Squamous Cell Carcinoma of the Head and Neck

Study Design

• Allocation Method: NA
• Intervention Model: SINGLE_GROUP
• Primary Study Purpose: TREATMENT
• Blinding Strategy: NONE

Study Groups

Pembrolizumab

Pembrolizumab 200 mg will be administered by IV infusion every 3 weeks up to 12 months or until disease progression

Group Type: EXPERIMENTAL

Pembrolizumab

Intervention Type: DRUG

200 mg will be administered by IV infusion every 3 weeks up to 12 months or until disease progression

Interventions

Pembrolizumab

200 mg will be administered by IV infusion every 3 weeks up to 12 months or until disease progression

Intervention Type: DRUG

Other Intervention Names

Keytruda

Eligibility Criteria

Inclusion Criteria

• Has pathologically confirmed SCCHN (oral cavity, oropharynx, larynx, hypopharynx) with evidence of local and/or locoregional recurrence. Laryngeal tumors will only be included if there is evidence of extralaryngeal spread, or there is associated nodal disease. For all other sites, superficial tumors can only be included if there is associated nodal disease.
• Has a documented disease-free interval (minimum 16 weeks) after initial curative intent therapy.
• Candidate for salvage resection.
• Able to provide tissue from diagnostic core biopsy of tumor lesion(s).
• Patient has adequate organ function.
• Female patient of childbearing potential has a negative serum or urine pregnancy within 72 hours prior to receiving the first dose of study medication.
• Female patient of childbearing potential agrees to use adequate birth control.
• Male patient with a partner of childbearing potential agrees to use an adequate method of contraception starting with the first dose of study therapy through 120 days after the last dose of study therapy.

Exclusion Criteria

• Patient has disease of nasopharyngeal carcinoma histology.
• Patient has evidence of metastatic disease.
• Patient is currently receiving or has received another investigational agent within 4 weeks prior to study Day 1.
• Patient has a diagnosis of immunodeficiency or is receiving systemic steroid therapy or any other form of immunosuppressive therapy within 7 days prior to the first dose of pembrolizumab.
• Patient has a known history of active TB (Bacillus Tuberculosis).
• Patient has received a prior anti-cancer monoclonal antibody (mAb) within 4 weeks prior to study Day 1 or who has not recovered (i.e., ≤ Grade 1 or baseline) from adverse events due to a previously administered agents.
• Patient has received prior chemotherapy, targeted small molecule therapy, or radiation therapy within 2 weeks prior to study Day 1.
• Patients who have had major surgery or have insufficient recovery from surgical-related trauma or wound healing within 14 days from study Day 1.
• Patient has a known additional malignancy that is progressing or requires active treatment.
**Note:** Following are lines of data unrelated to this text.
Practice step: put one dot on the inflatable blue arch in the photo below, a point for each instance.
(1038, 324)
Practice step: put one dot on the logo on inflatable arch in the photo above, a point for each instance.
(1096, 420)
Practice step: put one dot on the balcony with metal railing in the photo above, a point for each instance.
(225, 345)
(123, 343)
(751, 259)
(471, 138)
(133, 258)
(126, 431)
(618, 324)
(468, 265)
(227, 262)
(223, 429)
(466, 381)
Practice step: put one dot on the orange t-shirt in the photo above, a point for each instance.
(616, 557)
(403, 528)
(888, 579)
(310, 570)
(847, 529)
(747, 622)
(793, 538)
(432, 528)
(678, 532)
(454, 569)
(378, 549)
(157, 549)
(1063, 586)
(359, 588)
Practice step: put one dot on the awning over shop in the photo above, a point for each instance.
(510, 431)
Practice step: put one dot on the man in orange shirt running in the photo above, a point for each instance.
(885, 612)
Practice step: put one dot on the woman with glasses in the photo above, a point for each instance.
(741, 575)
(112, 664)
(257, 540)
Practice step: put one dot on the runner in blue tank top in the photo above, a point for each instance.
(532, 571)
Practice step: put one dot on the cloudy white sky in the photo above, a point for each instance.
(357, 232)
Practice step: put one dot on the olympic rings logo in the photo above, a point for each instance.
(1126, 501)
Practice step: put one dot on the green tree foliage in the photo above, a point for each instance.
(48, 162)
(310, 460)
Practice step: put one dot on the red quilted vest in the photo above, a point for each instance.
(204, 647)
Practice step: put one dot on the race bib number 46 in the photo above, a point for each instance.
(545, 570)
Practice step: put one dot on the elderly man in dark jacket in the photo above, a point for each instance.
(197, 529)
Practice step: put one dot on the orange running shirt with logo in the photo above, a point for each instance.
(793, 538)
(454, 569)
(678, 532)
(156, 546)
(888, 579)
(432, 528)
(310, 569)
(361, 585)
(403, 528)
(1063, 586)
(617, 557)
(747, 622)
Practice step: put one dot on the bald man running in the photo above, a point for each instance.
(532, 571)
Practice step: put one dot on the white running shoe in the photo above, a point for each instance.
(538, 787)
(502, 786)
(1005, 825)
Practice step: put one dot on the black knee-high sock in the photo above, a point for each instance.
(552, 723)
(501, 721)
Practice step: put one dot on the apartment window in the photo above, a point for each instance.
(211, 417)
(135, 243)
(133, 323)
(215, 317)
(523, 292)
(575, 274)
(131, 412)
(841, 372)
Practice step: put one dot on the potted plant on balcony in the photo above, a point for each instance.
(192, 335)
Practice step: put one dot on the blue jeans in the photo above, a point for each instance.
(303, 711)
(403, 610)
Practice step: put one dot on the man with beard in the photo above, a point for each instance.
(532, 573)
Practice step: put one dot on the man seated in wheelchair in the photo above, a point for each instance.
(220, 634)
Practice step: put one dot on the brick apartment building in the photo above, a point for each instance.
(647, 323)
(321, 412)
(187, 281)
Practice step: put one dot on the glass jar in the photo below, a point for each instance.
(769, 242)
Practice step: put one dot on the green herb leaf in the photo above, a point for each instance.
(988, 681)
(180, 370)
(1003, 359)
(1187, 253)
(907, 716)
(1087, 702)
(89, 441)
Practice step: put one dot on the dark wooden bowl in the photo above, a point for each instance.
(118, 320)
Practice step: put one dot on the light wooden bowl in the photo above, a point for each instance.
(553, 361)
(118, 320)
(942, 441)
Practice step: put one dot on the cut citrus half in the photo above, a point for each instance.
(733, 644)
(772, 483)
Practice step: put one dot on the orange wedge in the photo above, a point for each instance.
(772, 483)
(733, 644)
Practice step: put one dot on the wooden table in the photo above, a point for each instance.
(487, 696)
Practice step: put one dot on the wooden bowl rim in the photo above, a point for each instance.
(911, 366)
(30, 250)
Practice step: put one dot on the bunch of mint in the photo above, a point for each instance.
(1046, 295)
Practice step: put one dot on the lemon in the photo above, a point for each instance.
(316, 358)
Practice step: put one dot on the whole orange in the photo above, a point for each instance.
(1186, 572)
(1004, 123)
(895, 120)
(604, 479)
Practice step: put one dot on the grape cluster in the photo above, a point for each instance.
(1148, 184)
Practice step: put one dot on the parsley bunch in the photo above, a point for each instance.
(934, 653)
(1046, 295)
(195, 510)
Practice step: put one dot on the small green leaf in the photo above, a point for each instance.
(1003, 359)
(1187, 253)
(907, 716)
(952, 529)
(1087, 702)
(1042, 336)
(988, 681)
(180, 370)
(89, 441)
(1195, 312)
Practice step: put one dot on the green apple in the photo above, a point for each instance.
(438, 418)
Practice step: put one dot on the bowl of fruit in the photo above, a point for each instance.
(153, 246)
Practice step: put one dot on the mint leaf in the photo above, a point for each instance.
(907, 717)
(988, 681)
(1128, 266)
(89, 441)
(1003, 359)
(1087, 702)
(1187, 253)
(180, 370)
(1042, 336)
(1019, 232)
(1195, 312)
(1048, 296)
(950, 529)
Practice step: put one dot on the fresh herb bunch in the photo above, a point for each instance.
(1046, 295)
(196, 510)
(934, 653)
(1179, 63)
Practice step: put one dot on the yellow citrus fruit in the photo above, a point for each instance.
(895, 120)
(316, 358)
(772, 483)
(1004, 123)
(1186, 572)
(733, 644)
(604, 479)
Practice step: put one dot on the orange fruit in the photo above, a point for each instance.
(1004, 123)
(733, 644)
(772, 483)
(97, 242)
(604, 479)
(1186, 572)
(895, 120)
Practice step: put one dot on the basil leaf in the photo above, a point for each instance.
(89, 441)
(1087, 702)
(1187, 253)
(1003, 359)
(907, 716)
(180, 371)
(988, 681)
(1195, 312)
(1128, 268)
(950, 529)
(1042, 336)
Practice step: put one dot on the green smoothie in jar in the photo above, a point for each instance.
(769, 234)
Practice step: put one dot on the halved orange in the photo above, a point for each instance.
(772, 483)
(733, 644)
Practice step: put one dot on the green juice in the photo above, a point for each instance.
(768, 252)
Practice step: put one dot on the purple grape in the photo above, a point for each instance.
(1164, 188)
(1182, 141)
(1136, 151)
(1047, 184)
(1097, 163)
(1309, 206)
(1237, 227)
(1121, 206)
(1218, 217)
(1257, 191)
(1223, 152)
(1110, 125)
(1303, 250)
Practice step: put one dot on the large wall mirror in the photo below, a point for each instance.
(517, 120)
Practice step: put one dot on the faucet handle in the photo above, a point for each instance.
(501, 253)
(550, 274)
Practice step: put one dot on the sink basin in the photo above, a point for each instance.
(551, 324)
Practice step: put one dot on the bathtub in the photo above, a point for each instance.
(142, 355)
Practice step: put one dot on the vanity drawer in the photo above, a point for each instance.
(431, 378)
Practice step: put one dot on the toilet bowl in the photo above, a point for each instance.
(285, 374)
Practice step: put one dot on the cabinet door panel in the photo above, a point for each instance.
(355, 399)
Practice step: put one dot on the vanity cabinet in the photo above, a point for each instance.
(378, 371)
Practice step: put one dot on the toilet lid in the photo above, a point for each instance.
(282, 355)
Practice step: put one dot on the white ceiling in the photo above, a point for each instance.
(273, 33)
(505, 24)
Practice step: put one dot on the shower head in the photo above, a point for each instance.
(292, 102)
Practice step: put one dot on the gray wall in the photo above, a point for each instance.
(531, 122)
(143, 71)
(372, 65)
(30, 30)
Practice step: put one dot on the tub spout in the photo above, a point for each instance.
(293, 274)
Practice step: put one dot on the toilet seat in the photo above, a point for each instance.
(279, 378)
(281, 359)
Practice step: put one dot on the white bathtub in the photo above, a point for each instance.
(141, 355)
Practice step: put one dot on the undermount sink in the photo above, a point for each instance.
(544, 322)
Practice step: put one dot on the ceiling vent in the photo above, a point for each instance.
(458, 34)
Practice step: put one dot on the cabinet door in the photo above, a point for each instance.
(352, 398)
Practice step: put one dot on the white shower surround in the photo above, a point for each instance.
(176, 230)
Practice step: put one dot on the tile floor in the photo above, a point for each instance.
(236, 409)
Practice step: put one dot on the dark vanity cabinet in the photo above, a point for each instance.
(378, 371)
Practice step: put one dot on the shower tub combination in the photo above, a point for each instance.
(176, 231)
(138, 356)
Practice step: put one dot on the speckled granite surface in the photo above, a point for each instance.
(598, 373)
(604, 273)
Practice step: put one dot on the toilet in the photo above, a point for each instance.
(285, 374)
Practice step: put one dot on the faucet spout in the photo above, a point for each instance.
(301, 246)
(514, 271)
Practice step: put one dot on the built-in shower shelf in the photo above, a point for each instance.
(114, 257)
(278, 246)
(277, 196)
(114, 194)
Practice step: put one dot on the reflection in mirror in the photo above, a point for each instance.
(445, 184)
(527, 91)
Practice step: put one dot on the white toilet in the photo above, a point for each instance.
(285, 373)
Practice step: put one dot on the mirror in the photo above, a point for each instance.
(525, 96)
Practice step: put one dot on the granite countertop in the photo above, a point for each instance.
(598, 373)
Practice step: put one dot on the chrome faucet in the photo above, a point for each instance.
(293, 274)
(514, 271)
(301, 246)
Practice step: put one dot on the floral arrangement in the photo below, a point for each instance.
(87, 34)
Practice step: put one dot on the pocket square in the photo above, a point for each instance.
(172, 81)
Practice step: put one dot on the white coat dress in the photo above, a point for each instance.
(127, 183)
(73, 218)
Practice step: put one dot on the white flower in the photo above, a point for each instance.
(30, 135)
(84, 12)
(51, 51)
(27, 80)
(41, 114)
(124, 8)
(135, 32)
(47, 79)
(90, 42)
Exceptions include basal cell carcinoma of the skin or squamous cell carcinoma of the skin that has undergone potentially curative therapy or in situ cervical cancer.
• Patient has known active central nervous system (CNS) metastases and/or carcinomatous meningitis. Note: Patients with previously treated brain metastases may participate provided they are stable (without evidence of progression by imaging for at least four weeks prior to the first dose of trial treatment and any neurologic symptoms have returned to baseline), have no evidence of new or enlarging brain metastases, and are not using steroids for at least 7 days prior to trial treatment. This exception does not include carcinomatous meningitis which is excluded regardless of clinical stability.
• Patient has an active autoimmune disease that has required systemic treatment in the past 2 years (i.e. with use of disease modifying agents, corticosteroids or immunosuppressive drugs). Notes: (1) Patients with vitiligo, Grave's disease, or psoriasis not requiring systemic treatment within the past 2 years are not excluded. (2) Replacement therapy (e.g., thyroxine, insulin, or physiologic corticosteroid replacement therapy for adrenal or pituitary insufficiency, etc.) is not considered a form of systemic treatment.
• Patient has a known history of, or any evidence of active, non-infectious pneumonitis.
• Patient receives chronic steroid use > 10 mg prednisone (or steroid equivalent) daily.
• Patient is pregnant or breastfeeding, or expecting to conceive or father children within the projected duration of the trial.
• Patient has received immunotherapy with inhibitors of PD-1 or PD-L1, or CTLA-4 blocking antibodies within 4 months prior to study Day 1.
• Patient has known active Hepatitis B infection (defined as presence of HepB sAg and/ or Hep B DNA), active hepatitis C infection (defined as presence of Hep C RNA) and/or known Human Immunodeficiency Virus (HIV) carrier (HIV 1/2 antibodies).
• Patient has interstitial lung disease.
• Patient is an appropriate candidate for adjuvant radiation after salvage therapy.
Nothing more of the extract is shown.